Court Finds Omnicare Failed to Satisfy Second Element of the Safe Harbors

In denying Omnicare’s motion for summary judgment, Judge Zobel found that Omnicare could not satisfy the second element of either the statutory discount exemption or the regulatory safe harbor. With regards to the statutory exemption, Judge Zobel stated “Omnicare has offered not an iota of evidence that the discounts were reflected at all, much less ‘appropriately,’ in its charges to Medicaid.” Judge Zobel’s conclusion ignores the fact that pharmacies are reimbursed by state Medicaid programs according to fee schedules that rely on pricing benchmarks like Average Wholesale Price (AWP), Wholesale Acquisition Cost (WAC), the National Average Drug Acquisition Cost (NADAC) or other actual acquisition cost-based surveys and that they do not submit costs in their claims to state Medicaid programs for reimbursement. It also ignores the fact that the OIG removed the requirement that charge-based providers disclose the amount of discounts on claims submitted to federal programs and that the OIG interprets the statutory discount exemption and regulatory safe harbor as one and the same.  

In addition, Judge Zobel found that Omnicare could not satisfy the second element of the regulatory safe harbor because Omnicare had not “made the relevant disclosures pursuant to a governmental investigation, as . . . no such investigation took place during the relevant time period.” In other words, Omnicare could not satisfy the second element of the regulatory safe harbor because it did not disclose the discounts to the Department of Health and Human Services or a state Medicaid agency, despite the fact that Omnicare never received any such request from either agency; an interpretation that essentially strikes the words “upon request” out of the second element of the regulatory safe harbor.  

Omnicare has filed a motion requesting that the Court reconsider Judge Zobel’s Order, or alternatively, certify the matter for immediate review by the First Circuit.  

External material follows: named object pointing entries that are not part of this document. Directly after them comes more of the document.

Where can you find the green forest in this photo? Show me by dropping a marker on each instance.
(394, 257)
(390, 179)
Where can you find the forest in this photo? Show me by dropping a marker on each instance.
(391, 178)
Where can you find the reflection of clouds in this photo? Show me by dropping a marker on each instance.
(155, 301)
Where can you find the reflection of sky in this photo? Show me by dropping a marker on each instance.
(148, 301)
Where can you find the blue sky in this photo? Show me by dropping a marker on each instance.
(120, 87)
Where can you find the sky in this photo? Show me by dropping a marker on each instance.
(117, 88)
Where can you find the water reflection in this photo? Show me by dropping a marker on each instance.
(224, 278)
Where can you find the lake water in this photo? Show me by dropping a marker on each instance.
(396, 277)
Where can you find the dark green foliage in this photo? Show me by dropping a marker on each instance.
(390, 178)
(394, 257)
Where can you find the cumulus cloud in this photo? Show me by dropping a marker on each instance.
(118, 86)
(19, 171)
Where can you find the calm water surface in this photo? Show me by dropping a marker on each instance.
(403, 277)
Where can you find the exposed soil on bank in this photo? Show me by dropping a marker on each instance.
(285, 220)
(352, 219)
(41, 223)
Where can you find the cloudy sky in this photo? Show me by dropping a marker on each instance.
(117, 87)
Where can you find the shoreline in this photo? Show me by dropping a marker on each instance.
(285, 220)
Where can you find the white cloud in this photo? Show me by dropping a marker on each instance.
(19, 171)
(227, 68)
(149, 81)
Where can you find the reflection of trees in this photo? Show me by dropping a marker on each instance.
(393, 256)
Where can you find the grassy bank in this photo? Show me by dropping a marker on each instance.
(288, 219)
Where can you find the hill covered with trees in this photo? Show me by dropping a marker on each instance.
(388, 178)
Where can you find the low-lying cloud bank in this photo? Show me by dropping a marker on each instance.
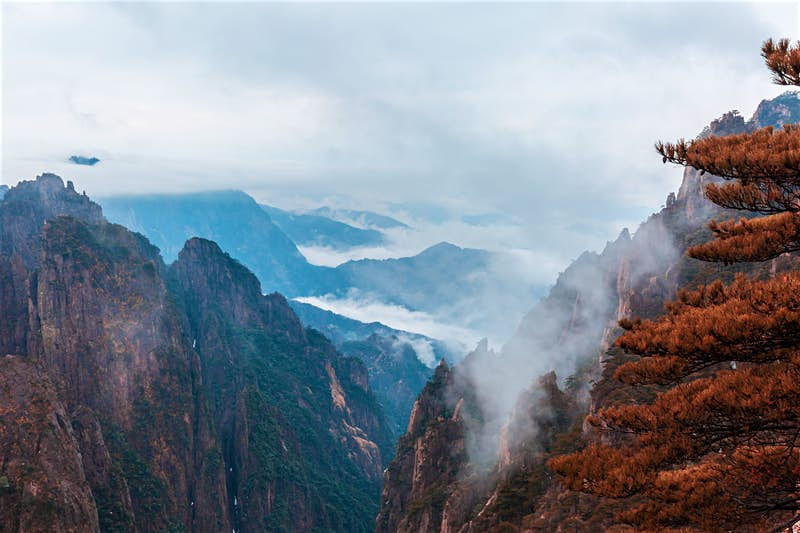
(367, 309)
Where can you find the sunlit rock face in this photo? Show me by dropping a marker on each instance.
(175, 398)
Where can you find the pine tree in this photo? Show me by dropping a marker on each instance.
(719, 447)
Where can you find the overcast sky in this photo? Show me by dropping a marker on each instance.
(546, 113)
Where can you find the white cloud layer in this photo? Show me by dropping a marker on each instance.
(368, 310)
(543, 112)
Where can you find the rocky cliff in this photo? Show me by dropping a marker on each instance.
(571, 330)
(147, 398)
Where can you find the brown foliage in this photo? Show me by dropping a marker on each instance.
(783, 60)
(718, 449)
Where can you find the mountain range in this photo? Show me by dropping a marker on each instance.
(474, 456)
(147, 397)
(453, 285)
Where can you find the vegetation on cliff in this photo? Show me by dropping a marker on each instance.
(717, 448)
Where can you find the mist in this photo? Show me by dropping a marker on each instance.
(566, 333)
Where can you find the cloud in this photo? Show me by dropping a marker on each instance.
(366, 309)
(540, 111)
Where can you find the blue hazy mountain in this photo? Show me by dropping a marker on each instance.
(363, 219)
(454, 285)
(83, 160)
(317, 230)
(394, 363)
(233, 220)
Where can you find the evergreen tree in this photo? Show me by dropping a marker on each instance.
(719, 447)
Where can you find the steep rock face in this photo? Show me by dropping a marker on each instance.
(396, 375)
(302, 438)
(111, 337)
(633, 276)
(189, 400)
(23, 212)
(428, 461)
(230, 218)
(42, 485)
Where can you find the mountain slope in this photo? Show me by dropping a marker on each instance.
(361, 219)
(394, 359)
(316, 230)
(509, 488)
(183, 398)
(233, 220)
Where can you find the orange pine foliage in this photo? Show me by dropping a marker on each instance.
(783, 60)
(718, 449)
(767, 155)
(758, 239)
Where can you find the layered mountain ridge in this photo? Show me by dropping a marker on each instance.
(435, 486)
(163, 398)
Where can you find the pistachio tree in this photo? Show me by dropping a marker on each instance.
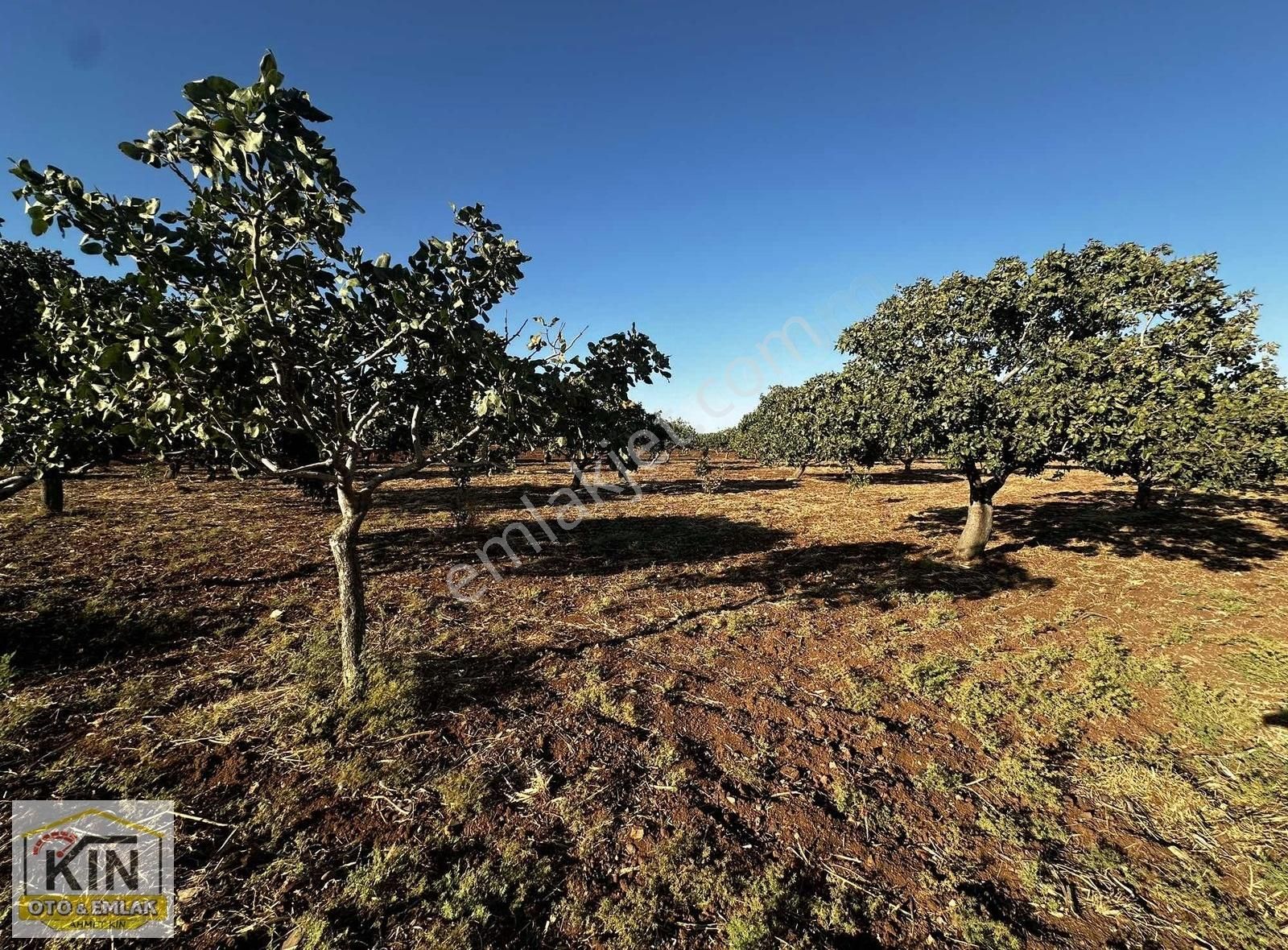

If Broadly Adopted, Ruling Would Expose Many Arrangements to Anti-Kickback Statute Liability

To say the least, Judge Zobel’s interpretation of the statutory discount exemption and regulatory discount safe harbor to the AKS is certainly curious. As noted above, it is inconsistent with the OIG’s long-standing interpretations of the safe harbor. If Judge Zobel’s interpretation was to gain traction, many common discount and rebate arrangements that rely on the protection of the discount safe harbor could suddenly be exposed to AKS liability. Since discounts and rebates are by design intended to induce the purchase of products or services, if not safe harbored, the intent requirement of the AKS would be satisfied and such arrangements would essentially be per se violations of the AKS. This is at odds with Congress’s intent in creating the statutory discount exemption to the AKS in 1977. In the House Report on the bill supporting the 1977 amendments to the AKS that created the statutory discount exemption, it was stated that discounts are a “good business practice which result in savings to Medicare and Medicaid program costs.”